The outcome of cognitive development is thinking. The intelligent mind creates from experience "generic coding systems that permit one to go beyond the data to new and possibly fruitful predictions" (Bruner, 1957, p. 234). Thus, children, as they grow, must acquire a way of representing the "recurrent regularities" in their environment.
So, to Bruner, important outcomes of learning include not just the concepts, categories, and problem-solving procedures invented previously by the culture, but also the ability to "invent" these things for oneself.
Cognitive growth involves an interaction between basic human capabilities and "culturally invented technologies that serve as amplifiers of these capabilities."
These culturally invented technologies include not just obvious things such as computers and television, but also more abstract notions such as the way a culture categorizes phenomena, and language itself. Bruner would likely agree with Vygotsky that language serves to mediate between environmental stimuli and the individual's response.
The aim of education should be to create autonomous learners (i.e., learning to learn).
In his research on the cognitive development of children (1966), Jerome Bruner proposed three modes of representation:
Cognitive growth involves an interaction between basic human capabilities and "culturally invented technologies that serve as amplifiers of these capabilities."
Bruner's Three Modes of Representation
Modes of representation are the way in which information or knowledge are stored and encoded in memory.
Rather than neat age-related stages (like Piaget), the modes of representation are integrated and only loosely sequential as they "translate" into each other.
Enactive (0 - 1 years)
This appears first. It involves encoding action based information and storing it in our memory. For example, in the form of movement as a muscle memory, a baby might remember the action of shaking a rattle.
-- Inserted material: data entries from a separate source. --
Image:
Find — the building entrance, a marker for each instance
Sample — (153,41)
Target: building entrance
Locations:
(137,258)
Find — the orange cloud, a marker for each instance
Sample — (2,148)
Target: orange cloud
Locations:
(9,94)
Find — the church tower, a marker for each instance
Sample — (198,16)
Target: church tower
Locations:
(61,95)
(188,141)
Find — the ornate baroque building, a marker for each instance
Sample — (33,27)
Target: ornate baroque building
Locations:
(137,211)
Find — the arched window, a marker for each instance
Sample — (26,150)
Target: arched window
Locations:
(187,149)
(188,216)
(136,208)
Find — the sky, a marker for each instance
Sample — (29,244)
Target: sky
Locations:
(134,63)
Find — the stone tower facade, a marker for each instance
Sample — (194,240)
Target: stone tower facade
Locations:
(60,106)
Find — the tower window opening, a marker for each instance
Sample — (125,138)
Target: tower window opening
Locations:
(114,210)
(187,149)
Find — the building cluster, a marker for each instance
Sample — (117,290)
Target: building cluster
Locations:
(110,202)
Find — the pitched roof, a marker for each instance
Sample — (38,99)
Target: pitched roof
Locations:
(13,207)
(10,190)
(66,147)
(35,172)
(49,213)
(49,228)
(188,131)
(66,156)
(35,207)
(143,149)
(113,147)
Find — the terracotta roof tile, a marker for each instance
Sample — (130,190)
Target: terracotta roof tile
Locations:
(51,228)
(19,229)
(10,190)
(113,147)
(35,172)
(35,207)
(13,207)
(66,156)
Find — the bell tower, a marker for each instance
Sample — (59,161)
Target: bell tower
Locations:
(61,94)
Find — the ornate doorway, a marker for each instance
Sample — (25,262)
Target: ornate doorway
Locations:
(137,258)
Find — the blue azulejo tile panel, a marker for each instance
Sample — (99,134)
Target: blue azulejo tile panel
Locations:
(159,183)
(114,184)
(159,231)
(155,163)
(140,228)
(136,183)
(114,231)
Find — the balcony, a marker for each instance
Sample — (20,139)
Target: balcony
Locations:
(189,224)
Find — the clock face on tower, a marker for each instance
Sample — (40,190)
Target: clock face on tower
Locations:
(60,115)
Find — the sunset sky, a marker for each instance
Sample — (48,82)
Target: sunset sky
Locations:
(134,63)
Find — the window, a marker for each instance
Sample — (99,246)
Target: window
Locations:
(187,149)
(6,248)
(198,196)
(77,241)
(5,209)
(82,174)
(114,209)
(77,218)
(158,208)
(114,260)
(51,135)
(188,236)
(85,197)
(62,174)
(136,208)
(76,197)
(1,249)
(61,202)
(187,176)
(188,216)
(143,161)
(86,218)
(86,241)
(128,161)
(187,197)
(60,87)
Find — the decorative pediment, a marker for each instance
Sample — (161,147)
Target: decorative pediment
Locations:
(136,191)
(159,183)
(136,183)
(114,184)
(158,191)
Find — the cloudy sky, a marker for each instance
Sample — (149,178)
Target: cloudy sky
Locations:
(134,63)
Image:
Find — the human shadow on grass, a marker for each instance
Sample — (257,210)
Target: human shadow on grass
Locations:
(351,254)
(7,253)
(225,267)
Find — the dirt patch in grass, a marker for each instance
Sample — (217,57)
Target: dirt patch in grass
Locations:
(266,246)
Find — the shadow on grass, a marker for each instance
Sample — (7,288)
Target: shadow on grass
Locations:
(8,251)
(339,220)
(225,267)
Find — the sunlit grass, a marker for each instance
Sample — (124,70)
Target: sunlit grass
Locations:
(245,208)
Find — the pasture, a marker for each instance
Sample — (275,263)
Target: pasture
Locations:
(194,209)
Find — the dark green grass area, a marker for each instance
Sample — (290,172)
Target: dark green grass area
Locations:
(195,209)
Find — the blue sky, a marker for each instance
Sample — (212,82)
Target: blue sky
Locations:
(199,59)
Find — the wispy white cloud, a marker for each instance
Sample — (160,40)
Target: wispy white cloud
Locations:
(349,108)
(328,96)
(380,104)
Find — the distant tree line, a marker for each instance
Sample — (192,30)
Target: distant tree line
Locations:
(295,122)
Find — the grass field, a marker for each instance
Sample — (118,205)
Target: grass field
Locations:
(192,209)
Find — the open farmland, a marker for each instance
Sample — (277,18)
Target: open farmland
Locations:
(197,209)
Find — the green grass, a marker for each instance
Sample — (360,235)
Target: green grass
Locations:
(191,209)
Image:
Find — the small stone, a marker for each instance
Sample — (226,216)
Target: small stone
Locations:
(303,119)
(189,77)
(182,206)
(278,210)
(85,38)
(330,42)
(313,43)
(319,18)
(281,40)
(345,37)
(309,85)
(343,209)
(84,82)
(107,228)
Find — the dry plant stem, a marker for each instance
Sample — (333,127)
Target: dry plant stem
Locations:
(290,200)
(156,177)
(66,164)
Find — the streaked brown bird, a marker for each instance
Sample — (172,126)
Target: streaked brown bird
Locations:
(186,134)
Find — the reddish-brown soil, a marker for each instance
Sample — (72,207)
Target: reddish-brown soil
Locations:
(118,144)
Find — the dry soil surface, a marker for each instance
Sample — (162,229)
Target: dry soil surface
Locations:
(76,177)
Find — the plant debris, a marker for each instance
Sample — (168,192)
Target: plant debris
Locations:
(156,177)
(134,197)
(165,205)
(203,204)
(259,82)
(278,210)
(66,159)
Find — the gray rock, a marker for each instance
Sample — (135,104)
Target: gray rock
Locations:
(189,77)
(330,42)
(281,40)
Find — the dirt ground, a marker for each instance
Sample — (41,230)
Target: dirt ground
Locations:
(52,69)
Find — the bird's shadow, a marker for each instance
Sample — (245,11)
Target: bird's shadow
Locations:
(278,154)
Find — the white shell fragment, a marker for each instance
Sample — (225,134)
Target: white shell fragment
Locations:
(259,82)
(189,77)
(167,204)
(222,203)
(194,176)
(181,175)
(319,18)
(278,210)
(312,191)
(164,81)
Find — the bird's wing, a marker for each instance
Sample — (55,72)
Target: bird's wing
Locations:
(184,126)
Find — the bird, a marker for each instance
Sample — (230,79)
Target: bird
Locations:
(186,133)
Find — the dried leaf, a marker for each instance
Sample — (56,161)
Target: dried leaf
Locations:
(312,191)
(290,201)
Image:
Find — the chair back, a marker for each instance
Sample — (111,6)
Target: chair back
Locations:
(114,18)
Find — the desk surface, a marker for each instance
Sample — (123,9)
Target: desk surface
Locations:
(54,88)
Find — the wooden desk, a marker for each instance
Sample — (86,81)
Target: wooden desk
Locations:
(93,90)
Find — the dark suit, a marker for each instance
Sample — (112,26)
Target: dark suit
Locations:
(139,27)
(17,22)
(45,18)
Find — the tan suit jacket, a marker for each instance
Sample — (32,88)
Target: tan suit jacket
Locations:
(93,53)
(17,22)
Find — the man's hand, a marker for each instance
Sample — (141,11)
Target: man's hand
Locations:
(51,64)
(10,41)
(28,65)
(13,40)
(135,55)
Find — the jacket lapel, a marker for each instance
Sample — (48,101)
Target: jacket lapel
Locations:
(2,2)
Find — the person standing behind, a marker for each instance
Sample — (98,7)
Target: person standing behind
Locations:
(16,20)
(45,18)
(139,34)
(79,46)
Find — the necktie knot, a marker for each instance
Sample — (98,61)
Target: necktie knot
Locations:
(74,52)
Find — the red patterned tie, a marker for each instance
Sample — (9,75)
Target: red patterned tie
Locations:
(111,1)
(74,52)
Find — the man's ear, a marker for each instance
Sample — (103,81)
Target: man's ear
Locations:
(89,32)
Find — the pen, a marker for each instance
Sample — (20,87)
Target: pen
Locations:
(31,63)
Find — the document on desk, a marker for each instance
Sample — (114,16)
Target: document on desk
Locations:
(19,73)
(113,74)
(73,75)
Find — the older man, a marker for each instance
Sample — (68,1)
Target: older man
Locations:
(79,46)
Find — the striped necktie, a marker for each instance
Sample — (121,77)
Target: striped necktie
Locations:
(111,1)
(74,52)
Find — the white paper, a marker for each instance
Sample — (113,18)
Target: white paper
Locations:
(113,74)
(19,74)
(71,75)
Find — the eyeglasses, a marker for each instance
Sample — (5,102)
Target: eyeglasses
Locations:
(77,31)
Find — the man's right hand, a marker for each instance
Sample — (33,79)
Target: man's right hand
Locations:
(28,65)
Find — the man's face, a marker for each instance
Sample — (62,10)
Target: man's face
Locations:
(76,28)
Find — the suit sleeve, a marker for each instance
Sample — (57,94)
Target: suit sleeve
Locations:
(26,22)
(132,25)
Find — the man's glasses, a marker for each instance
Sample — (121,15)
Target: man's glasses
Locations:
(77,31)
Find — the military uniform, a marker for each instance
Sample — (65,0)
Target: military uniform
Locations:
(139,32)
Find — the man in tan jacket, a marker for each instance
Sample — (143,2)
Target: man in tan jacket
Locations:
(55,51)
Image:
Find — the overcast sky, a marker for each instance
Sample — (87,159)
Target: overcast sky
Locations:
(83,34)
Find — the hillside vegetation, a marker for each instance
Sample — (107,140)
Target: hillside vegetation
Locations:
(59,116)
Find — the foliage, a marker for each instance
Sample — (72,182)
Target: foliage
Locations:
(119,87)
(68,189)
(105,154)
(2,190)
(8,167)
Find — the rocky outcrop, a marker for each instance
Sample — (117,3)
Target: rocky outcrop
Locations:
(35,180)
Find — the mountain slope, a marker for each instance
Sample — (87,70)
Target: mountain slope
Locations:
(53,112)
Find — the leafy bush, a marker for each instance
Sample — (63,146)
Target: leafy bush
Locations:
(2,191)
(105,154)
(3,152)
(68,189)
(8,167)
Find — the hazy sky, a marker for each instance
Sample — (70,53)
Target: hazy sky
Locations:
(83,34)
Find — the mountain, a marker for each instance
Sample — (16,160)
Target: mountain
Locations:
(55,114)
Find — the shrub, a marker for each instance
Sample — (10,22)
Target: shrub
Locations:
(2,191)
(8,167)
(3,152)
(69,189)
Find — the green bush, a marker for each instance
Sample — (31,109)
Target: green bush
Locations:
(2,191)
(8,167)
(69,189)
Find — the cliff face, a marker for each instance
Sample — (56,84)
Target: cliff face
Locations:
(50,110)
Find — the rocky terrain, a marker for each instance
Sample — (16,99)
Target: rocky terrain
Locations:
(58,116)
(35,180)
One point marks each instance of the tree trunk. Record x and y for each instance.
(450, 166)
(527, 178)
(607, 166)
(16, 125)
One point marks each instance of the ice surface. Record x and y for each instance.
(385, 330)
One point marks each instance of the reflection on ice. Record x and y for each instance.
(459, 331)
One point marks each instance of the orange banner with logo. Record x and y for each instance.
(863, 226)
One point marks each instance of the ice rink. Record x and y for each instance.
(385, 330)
The child represents past events through motor responses, i.e., an infant will “shake a rattle” which has just been removed or dropped, as if the movements themselves are expected to produce the accustomed sound. And this is not just limited to children.
Many adults can perform a variety of motor tasks (typing, sewing a shirt, operating a lawn mower) that they would find difficult to describe in iconic (picture) or symbolic (word) form.
Iconic (1 - 6 years)
This is where information is stored visually in the form of images (a mental picture in the mind’s eye). For some, this is conscious; others say they don’t experience it. This may explain why, when we are learning a new subject, it is often helpful to have diagrams or illustrations to accompany the verbal information.
Symbolic (7 years onwards)
This develops last. This is where information is stored in the form of a code or symbol, such as language. This is the most adaptable form of representation, for actions & images have a fixed relation to that which they represent. Dog is a symbolic representation of a single class.
Symbols are flexible in that they can be manipulated, ordered, classified etc., so the user isn’t constrained by actions or images. In the symbolic stage, knowledge is stored primarily as words, mathematical symbols, or in other symbol systems.
Bruner's constructivist theory suggests it is effective when faced with new material to follow a progression from enactive to iconic to symbolic representation; this holds true even for adult learners. A true instructional designer, Bruner's work also suggests that a learner even of a very young age is capable of learning any material so long as the instruction is organized appropriately, in sharp contrast to the beliefs of Piaget and other stage theorists.